This invention is generally related to forming connections between layers in a semiconductor structure, and more particularly to an improved conductive via formation technique that utilizes a Platinum group metal or alloy on a second Tantalum Nitride layer within the via opening.
Copper interconnect technology is running up against significant limitations in satisfying conflicting demands of good Copper full quality, current redundancy in the liner metal, good barrier properties against Copper diffusion (particularly with respect to integration with low-K dielectrics), and cost-effectiveness, manufacturability and compatibility with proven deposition technologies.
To address these issues, the embodiments of the invention provide a method that patterns at least one opening in a low-K insulator layer of a multi-level integrated circuit structure, such that a copper conductor is exposed at the bottom of the opening. The method then lines the sidewalls and the bottom of the opening with a first Tantalum Nitride layer in a first chamber and forms a Tantalum layer on the first Tantalum Nitride layer in the first chamber.

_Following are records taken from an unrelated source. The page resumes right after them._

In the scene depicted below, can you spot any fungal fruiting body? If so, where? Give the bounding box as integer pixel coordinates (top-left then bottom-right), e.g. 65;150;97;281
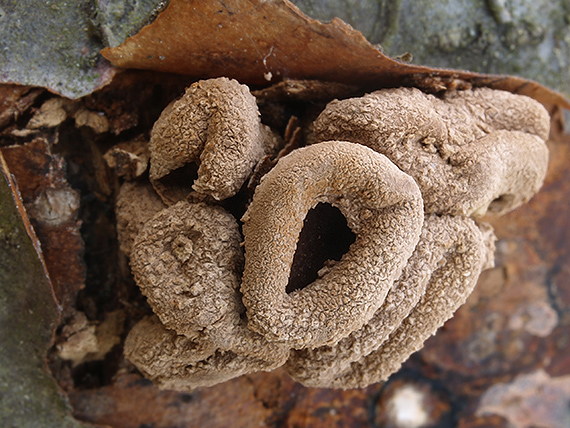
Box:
149;77;276;205
117;78;549;390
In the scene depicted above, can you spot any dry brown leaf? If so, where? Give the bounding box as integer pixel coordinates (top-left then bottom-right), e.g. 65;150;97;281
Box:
102;0;570;111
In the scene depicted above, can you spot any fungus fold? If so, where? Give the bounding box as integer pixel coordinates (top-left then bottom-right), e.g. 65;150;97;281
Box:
113;78;549;390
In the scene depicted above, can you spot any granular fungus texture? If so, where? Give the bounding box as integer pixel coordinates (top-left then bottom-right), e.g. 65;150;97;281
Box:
111;78;549;391
150;77;276;205
285;214;494;388
314;88;550;216
241;141;423;348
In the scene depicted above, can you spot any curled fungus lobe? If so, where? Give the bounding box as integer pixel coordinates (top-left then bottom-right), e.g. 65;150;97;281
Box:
113;78;549;390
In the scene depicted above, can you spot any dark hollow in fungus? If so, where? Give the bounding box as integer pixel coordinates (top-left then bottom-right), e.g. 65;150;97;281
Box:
153;162;199;205
286;202;356;293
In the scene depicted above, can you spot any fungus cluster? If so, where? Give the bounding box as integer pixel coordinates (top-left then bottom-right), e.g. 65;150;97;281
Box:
108;78;550;390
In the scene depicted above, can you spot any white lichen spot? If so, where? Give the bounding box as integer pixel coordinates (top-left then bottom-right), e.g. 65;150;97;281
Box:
509;301;558;337
388;385;429;428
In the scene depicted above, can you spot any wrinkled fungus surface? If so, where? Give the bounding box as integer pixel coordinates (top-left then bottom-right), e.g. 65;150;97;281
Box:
115;78;549;390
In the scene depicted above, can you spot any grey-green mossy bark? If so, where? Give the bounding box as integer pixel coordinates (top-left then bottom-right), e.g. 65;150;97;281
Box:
0;0;167;98
293;0;570;96
0;164;83;428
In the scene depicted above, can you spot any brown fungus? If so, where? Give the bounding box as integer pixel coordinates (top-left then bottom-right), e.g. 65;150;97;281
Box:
241;141;423;348
314;88;550;216
115;181;166;257
329;217;494;388
131;201;243;344
285;214;494;387
125;317;288;391
150;77;276;205
131;201;288;364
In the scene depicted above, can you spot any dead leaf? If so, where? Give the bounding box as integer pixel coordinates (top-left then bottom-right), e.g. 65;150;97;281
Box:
101;0;570;111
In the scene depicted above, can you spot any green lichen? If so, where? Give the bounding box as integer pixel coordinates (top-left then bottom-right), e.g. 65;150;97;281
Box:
293;0;570;96
0;170;83;428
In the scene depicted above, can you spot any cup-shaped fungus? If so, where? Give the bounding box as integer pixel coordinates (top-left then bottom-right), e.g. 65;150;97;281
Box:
241;141;423;348
150;77;276;205
314;88;550;216
285;214;494;388
111;78;549;390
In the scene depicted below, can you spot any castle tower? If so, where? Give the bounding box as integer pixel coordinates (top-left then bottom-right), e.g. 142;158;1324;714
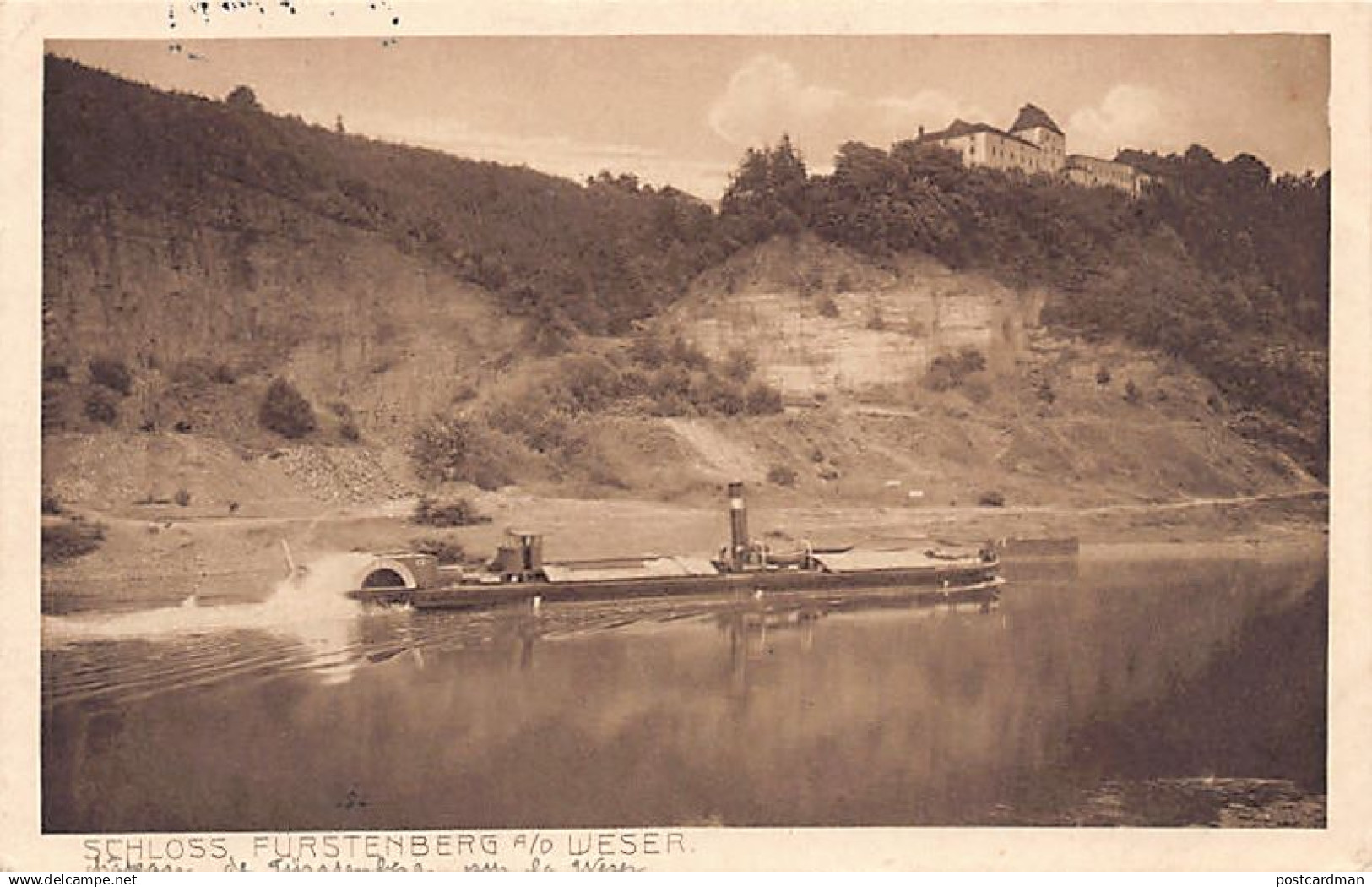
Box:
1010;105;1067;173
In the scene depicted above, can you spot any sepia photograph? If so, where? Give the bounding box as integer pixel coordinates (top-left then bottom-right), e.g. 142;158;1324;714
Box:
8;2;1361;867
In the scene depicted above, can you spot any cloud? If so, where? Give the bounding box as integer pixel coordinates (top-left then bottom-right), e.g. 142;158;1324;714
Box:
349;116;730;200
707;53;984;169
1067;84;1192;156
708;55;847;147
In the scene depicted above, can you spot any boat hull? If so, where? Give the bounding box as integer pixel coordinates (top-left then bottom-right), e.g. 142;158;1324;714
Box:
353;562;1003;608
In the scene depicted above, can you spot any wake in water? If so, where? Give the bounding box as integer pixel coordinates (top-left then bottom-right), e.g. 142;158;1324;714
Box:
42;553;371;697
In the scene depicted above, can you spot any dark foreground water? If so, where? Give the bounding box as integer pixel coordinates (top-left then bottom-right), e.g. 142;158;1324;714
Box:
42;559;1326;832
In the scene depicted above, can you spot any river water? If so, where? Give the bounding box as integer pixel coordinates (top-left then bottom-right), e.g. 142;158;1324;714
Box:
41;556;1326;832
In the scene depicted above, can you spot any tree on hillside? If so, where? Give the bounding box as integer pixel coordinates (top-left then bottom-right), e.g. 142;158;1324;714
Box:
719;134;811;243
224;86;262;112
258;379;317;439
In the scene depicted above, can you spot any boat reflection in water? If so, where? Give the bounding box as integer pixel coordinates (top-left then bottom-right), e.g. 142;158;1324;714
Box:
42;556;1326;832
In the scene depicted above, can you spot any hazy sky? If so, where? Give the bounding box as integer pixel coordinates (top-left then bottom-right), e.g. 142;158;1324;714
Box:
48;35;1330;200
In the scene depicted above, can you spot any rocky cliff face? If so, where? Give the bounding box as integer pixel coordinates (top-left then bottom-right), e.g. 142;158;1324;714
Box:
670;237;1041;397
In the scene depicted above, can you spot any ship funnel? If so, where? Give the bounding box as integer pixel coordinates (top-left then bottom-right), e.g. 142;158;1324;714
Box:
729;481;749;570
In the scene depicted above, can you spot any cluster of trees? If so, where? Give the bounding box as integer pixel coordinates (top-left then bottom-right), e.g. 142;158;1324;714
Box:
720;139;1330;475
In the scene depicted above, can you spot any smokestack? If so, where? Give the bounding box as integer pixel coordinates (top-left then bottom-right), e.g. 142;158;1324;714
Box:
729;481;748;570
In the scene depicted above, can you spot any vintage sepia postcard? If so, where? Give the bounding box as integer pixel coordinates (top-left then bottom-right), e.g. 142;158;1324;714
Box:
0;0;1372;870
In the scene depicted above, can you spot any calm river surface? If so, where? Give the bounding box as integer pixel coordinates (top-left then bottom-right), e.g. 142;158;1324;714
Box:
42;558;1326;832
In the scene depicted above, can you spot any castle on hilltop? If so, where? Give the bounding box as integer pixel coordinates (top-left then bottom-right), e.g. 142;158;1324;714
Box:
915;105;1150;196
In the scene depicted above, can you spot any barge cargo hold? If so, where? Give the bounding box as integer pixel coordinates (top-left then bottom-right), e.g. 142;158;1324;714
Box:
353;483;1003;608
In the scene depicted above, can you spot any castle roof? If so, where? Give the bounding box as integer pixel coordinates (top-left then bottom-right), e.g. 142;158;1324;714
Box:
1010;105;1062;136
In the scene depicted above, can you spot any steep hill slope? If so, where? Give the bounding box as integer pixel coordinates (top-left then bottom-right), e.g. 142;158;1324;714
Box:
44;59;1313;518
653;237;1315;505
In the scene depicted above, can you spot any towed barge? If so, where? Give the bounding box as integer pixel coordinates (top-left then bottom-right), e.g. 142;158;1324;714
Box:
353;483;1005;608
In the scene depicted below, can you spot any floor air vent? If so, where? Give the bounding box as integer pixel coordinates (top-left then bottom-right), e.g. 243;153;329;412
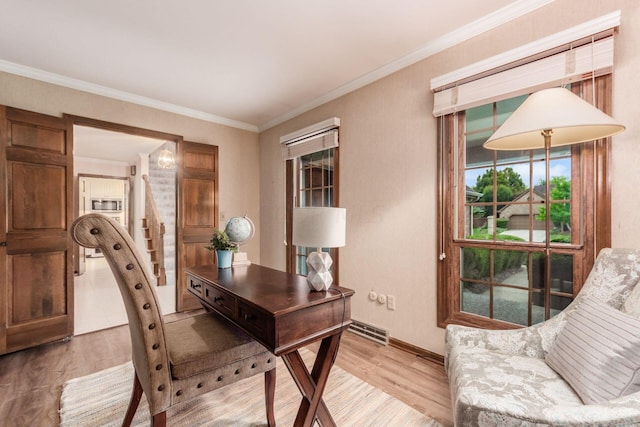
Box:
349;320;389;345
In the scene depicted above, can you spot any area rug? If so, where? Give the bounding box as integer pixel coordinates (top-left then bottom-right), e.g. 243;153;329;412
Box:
60;349;440;427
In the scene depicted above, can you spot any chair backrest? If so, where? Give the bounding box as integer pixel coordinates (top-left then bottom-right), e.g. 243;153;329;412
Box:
578;248;640;309
71;213;171;413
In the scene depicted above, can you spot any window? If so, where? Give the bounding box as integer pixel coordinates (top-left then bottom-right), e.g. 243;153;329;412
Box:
281;118;340;283
293;148;337;276
438;75;611;327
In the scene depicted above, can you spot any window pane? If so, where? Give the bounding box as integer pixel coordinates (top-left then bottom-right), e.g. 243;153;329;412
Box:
493;250;529;289
551;254;573;294
493;286;529;326
460;248;491;281
465;129;493;168
460;282;491;317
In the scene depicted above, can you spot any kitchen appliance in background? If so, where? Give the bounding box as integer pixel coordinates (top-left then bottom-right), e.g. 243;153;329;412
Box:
91;198;122;213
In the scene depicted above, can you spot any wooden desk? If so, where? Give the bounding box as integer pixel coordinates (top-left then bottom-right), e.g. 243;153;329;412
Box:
185;264;354;427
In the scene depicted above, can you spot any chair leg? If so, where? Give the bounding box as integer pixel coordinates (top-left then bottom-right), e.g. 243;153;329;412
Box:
264;368;276;427
122;372;143;427
151;411;167;427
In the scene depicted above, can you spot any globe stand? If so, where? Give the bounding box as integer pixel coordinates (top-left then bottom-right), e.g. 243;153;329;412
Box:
224;215;256;267
232;252;251;267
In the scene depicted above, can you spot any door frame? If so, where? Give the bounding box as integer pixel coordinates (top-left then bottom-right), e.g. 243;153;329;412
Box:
63;113;184;311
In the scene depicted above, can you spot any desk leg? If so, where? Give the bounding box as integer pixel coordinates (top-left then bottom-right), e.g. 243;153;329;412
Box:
282;332;342;427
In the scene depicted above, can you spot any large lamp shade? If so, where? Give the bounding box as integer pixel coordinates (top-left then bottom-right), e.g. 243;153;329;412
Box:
484;87;625;150
293;207;347;248
292;207;347;291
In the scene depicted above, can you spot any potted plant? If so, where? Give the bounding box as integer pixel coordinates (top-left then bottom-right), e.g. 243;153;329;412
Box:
205;228;238;268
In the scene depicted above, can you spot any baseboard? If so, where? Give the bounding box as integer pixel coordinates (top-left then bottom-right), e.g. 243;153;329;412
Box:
389;338;444;365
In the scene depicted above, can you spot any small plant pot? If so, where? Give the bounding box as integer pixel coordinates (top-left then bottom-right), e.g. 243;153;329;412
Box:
216;251;233;268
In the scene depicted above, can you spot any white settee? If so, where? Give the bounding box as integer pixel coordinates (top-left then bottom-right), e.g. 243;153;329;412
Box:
445;249;640;426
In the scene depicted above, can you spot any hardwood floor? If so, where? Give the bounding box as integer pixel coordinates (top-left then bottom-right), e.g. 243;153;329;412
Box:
0;314;453;427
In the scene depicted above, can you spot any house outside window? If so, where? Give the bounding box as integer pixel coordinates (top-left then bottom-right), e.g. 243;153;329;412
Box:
438;75;611;327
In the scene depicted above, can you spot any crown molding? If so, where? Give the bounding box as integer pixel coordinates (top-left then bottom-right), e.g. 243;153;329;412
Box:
258;0;555;132
431;10;621;91
0;60;258;132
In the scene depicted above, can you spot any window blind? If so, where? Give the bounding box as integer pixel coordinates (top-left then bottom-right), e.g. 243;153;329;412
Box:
433;36;613;117
280;117;340;160
431;10;621;117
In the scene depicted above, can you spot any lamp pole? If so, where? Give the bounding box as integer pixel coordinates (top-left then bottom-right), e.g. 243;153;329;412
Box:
541;129;553;319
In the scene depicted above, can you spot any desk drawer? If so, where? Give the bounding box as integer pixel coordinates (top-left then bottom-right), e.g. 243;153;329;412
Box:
237;302;269;341
204;283;236;319
187;275;205;295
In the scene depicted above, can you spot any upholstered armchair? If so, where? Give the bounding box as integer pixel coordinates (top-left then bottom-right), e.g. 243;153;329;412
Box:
71;214;276;426
445;249;640;426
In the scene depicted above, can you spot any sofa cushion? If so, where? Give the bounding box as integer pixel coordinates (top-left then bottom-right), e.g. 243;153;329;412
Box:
546;298;640;404
448;345;582;426
620;285;640;317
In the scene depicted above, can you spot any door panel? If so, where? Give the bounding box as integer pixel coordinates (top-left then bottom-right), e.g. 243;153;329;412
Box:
0;107;73;354
176;141;218;311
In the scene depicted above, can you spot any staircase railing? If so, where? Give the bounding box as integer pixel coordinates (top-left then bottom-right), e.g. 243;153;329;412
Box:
142;175;167;286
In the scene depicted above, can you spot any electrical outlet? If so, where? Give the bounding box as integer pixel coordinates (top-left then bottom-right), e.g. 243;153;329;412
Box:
387;295;396;310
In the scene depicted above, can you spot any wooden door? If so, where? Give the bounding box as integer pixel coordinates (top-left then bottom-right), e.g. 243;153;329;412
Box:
0;106;73;354
176;141;218;311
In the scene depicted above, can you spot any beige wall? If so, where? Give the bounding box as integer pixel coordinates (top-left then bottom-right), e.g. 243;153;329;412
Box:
0;72;260;262
260;0;640;354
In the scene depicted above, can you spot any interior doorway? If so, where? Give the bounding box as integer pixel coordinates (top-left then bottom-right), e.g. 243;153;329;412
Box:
73;124;176;335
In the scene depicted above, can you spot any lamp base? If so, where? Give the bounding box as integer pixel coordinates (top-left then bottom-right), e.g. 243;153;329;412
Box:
232;252;251;267
307;252;333;291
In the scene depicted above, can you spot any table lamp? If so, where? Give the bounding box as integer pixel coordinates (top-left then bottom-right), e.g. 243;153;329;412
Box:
293;207;347;291
483;87;625;314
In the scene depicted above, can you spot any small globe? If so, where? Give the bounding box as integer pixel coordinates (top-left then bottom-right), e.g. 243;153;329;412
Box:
224;215;256;245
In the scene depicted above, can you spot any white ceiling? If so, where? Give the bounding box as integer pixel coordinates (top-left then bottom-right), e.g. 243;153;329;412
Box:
0;0;553;137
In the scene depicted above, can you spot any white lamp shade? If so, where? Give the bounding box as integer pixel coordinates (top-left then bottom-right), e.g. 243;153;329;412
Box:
484;87;625;150
293;207;347;248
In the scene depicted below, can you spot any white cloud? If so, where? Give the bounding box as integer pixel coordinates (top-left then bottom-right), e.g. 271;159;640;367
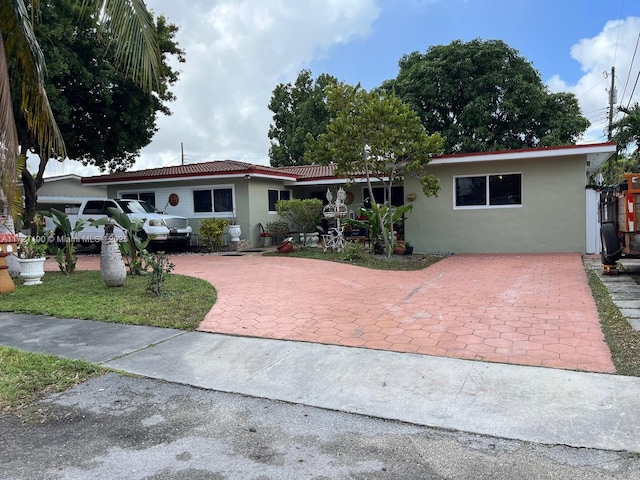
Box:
548;17;640;142
48;0;380;173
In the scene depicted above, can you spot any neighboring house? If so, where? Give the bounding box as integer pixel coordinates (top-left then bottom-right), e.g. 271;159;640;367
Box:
38;174;107;211
82;143;616;253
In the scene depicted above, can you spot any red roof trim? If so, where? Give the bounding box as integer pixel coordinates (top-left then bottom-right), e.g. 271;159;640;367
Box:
82;142;616;184
433;142;616;159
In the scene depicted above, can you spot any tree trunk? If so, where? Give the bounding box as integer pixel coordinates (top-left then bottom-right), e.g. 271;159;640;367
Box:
22;150;48;235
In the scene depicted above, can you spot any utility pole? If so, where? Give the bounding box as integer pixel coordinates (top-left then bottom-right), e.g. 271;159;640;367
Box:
607;67;618;141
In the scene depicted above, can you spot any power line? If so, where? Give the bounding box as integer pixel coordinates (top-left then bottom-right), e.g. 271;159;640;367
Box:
620;33;640;107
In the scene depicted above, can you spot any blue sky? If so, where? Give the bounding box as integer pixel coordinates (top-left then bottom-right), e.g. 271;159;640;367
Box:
310;0;640;89
47;0;640;175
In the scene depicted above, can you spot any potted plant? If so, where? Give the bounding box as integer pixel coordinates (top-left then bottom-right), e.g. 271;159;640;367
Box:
404;242;413;255
229;217;242;242
276;198;323;245
265;220;290;244
18;235;47;286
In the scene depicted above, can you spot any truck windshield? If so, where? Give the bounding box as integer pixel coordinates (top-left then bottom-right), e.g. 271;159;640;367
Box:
118;200;161;213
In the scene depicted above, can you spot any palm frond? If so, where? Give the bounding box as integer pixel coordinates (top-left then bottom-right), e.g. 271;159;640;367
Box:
0;0;66;158
90;0;162;90
0;31;18;214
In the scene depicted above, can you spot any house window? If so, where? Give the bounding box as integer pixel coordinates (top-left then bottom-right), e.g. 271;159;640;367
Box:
268;190;291;213
362;186;404;208
122;192;156;207
454;173;522;208
193;188;238;214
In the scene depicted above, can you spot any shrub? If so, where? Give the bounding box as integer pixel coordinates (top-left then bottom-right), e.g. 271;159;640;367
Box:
265;220;289;243
276;198;322;239
198;218;229;252
341;242;366;262
145;252;175;295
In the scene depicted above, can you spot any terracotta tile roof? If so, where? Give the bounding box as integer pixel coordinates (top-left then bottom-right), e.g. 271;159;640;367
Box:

Next, sputter etching on the opening is performed in the first chamber, so as to expose the conductor at the bottom of the opening. The sputter etching can comprise, for example, an Argon sputter etchback. The sputter etching leaves a portion of the first Tantalum Nitride layer and a portion of the Tantalum layer on the sidewalls of the opening. While the structure is still in the first chamber, a second Tantalum Nitride layer is formed on the conductor, the sidewalls, and on the remaining portions of the Tantalum layer and the first Tantalum Nitride layer.
After the second Tantalum Nitride layer is formed, the methods herein move the structure to a different chamber (second chamber) and form a flash layer comprising a Platinum group metal on the second Tantalum Nitride layer. The Platinum group metal comprises at least one of: Ruthenium, Rhodium, Palladium, Osmium, Iridium, and Platinum. After this processing, the structure can be moved to a third chamber where copper is deposited, or seeded, on the flash layer in the opening until the opening is coated with a copper seed layer in the third chamber. After the deposition of the copper seed layer, the wafer would then be removed from the vacuum system and electroplated with copper so as to fully fill the via and line structures with copper. The plasma vapor deposition (PVD) seed layer followed by electroplating of the copper metals creates an electrical connection between the conductor and a second conductor on an opposite side of the insulator layer.
These and other aspects of the embodiments of the invention will be better appreciated and understood when considered in conjunction with the following description and the accompanying drawings. It should be understood, however, that the following descriptions, while indicating preferred embodiments of the invention and numerous specific details thereof, are given by way of illustration and not of limitation. Many changes and modifications may be made within the scope of the embodiments of the invention without departing from the spirit thereof, and the embodiments of the invention include all such modifications.